Emergency services in the Philippines
Telephone: 911 (ambulance, fire, police)
Contact your travel provider and insurer
Contact your travel provider and your insurer if you are involved in a serious incident or emergency abroad. They will tell you if they can help and what you need to do.
Refunds and changes to travel
For refunds or changes to travel, contact your travel provider. You may also be able to make a claim through insurance.

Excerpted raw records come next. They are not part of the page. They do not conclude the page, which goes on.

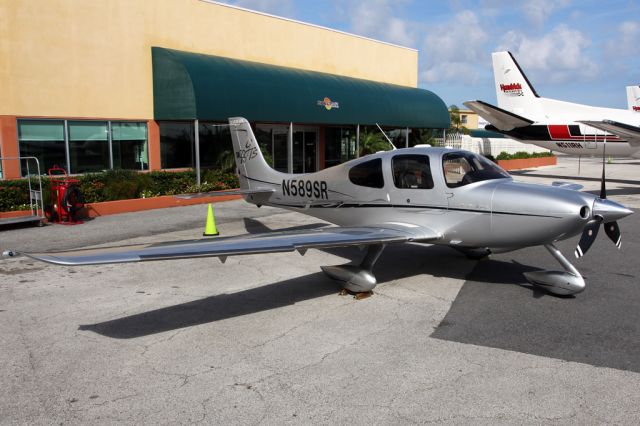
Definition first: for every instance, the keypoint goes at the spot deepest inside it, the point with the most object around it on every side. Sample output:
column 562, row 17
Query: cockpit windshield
column 462, row 168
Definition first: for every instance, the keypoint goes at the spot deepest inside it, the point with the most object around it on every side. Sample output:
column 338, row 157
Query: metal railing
column 36, row 201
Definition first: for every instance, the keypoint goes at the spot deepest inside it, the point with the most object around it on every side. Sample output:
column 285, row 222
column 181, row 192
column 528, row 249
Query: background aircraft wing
column 271, row 242
column 500, row 118
column 625, row 131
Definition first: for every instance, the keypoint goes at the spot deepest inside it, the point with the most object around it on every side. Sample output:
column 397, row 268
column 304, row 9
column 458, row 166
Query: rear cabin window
column 463, row 168
column 412, row 172
column 368, row 174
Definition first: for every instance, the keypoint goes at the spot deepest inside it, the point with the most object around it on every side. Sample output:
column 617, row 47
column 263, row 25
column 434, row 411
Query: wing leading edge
column 272, row 242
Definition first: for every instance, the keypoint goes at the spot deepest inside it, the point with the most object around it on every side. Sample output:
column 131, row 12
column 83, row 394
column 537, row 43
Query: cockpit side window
column 368, row 174
column 463, row 168
column 411, row 172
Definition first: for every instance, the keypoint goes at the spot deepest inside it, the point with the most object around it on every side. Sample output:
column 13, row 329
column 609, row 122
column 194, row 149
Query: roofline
column 307, row 24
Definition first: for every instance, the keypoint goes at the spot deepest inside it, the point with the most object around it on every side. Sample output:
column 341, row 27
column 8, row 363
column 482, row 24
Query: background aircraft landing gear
column 558, row 282
column 357, row 279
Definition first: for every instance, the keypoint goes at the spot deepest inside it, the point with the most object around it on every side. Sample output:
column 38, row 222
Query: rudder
column 251, row 165
column 633, row 98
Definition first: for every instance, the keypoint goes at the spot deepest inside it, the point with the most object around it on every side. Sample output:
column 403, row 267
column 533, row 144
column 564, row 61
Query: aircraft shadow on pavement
column 414, row 259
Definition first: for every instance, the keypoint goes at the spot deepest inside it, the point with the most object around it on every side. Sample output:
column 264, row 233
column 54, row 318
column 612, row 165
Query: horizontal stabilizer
column 622, row 130
column 271, row 242
column 500, row 118
column 567, row 185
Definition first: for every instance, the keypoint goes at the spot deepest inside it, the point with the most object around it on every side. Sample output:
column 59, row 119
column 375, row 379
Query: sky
column 582, row 51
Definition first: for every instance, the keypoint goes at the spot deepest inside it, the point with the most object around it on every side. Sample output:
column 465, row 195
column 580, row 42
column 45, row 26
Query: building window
column 129, row 145
column 43, row 139
column 90, row 146
column 176, row 144
column 340, row 145
column 216, row 148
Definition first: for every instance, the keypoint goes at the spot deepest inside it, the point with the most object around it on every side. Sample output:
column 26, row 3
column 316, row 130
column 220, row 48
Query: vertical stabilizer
column 633, row 98
column 252, row 168
column 513, row 89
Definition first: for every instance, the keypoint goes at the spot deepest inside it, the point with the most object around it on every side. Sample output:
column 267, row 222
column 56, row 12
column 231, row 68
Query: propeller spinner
column 603, row 211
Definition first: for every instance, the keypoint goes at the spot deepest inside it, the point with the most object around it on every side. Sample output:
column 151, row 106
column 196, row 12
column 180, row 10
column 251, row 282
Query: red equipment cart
column 66, row 198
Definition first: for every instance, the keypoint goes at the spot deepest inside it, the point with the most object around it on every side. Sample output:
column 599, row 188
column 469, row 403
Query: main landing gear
column 558, row 282
column 357, row 279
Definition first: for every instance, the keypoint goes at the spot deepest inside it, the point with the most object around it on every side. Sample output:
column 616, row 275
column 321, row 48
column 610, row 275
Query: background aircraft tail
column 633, row 98
column 253, row 170
column 513, row 89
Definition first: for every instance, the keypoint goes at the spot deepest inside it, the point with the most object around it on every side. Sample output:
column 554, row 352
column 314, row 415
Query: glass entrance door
column 305, row 158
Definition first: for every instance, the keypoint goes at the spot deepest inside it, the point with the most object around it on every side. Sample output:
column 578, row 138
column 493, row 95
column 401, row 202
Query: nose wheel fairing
column 357, row 278
column 562, row 283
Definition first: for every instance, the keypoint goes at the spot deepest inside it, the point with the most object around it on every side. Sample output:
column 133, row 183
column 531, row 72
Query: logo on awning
column 328, row 104
column 513, row 89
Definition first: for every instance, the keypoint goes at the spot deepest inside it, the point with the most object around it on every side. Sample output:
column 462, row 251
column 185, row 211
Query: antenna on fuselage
column 385, row 136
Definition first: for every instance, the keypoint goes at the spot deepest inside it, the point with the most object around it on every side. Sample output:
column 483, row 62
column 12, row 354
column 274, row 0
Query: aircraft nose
column 609, row 211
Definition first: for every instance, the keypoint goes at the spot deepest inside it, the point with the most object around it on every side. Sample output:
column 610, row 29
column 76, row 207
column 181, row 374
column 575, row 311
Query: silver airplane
column 422, row 195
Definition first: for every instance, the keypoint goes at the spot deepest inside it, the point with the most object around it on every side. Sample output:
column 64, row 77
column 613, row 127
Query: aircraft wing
column 271, row 242
column 625, row 131
column 500, row 118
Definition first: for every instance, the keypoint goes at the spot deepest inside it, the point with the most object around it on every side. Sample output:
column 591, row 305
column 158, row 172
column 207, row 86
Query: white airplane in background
column 633, row 98
column 556, row 125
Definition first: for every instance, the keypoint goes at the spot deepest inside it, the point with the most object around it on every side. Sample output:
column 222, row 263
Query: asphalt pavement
column 266, row 339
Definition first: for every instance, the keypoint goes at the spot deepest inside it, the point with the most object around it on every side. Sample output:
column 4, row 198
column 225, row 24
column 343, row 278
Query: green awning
column 189, row 86
column 481, row 133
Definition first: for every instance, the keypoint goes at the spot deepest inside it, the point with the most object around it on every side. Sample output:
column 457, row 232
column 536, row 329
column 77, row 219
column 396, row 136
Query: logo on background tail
column 512, row 89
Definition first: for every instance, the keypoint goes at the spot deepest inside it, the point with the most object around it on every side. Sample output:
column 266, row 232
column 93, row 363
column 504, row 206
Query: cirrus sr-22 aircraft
column 560, row 126
column 422, row 195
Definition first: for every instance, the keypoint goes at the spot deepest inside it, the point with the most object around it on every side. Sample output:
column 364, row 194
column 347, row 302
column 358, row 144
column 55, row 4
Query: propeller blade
column 588, row 237
column 613, row 232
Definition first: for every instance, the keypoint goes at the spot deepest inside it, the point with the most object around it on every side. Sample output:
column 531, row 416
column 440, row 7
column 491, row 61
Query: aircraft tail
column 633, row 98
column 513, row 89
column 253, row 170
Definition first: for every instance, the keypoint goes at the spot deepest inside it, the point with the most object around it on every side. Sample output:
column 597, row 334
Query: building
column 149, row 85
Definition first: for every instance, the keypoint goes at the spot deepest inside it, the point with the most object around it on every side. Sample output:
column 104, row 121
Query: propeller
column 611, row 228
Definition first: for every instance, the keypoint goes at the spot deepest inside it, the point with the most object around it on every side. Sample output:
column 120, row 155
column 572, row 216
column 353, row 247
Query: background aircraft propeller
column 591, row 230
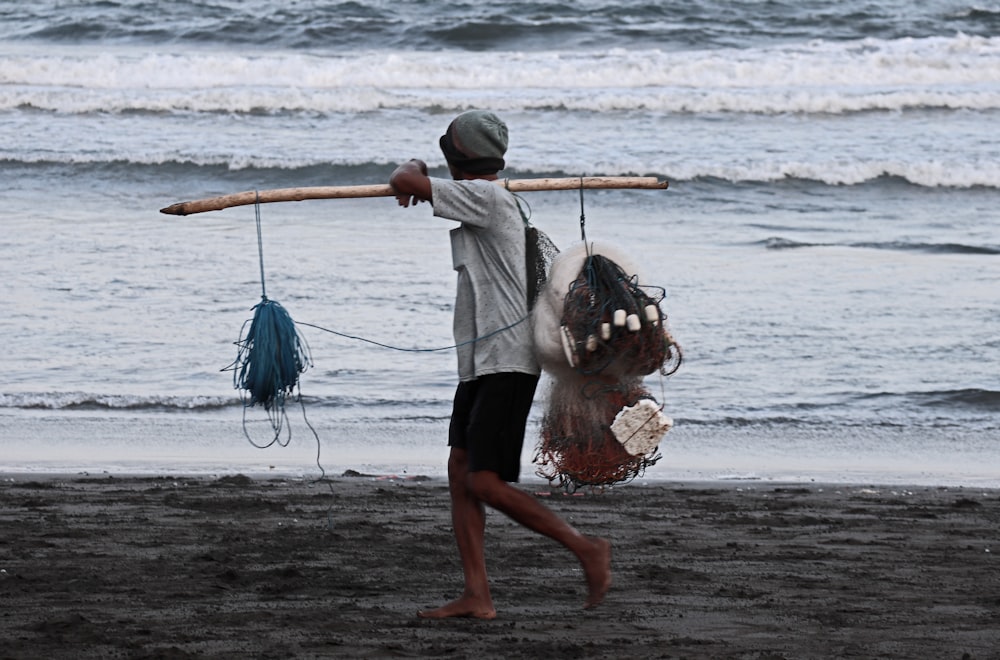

However, insurers usually require you to talk to your travel provider first.
Find out more about changing or cancelling travel plans, including:
- where to get advice if you are in a dispute with a provider
- how to access previous versions of travel advice to support a claim
Support from FCDO
FCDO has guidance on staying safe and what to do if you need help or support abroad, including:
- finding English-speaking lawyers, funeral directors and translators and interpreters in the Philippines
- dealing with a death in the Philippines
- being arrested or imprisoned in the Philippines
- getting help if you’re a victim of crime
- what to do if you’re in hospital
- if you’re affected by a crisis, such as a terrorist attack
You can also contact FCDO online.
Help abroad in an emergency
If you’re in the Philippines and you need emergency help from the UK government, contact the British Embassy in Manila.
FCDO in London
You can call FCDO in London if you need urgent help because something has happened to a friend or relative abroad.
Telephone: 020 7008 5000 (24 hours)
Risk information for British companies
The Overseas Business Risk service offers information and advice for British companies operating overseas on how to manage political, economic, and business security-related risks.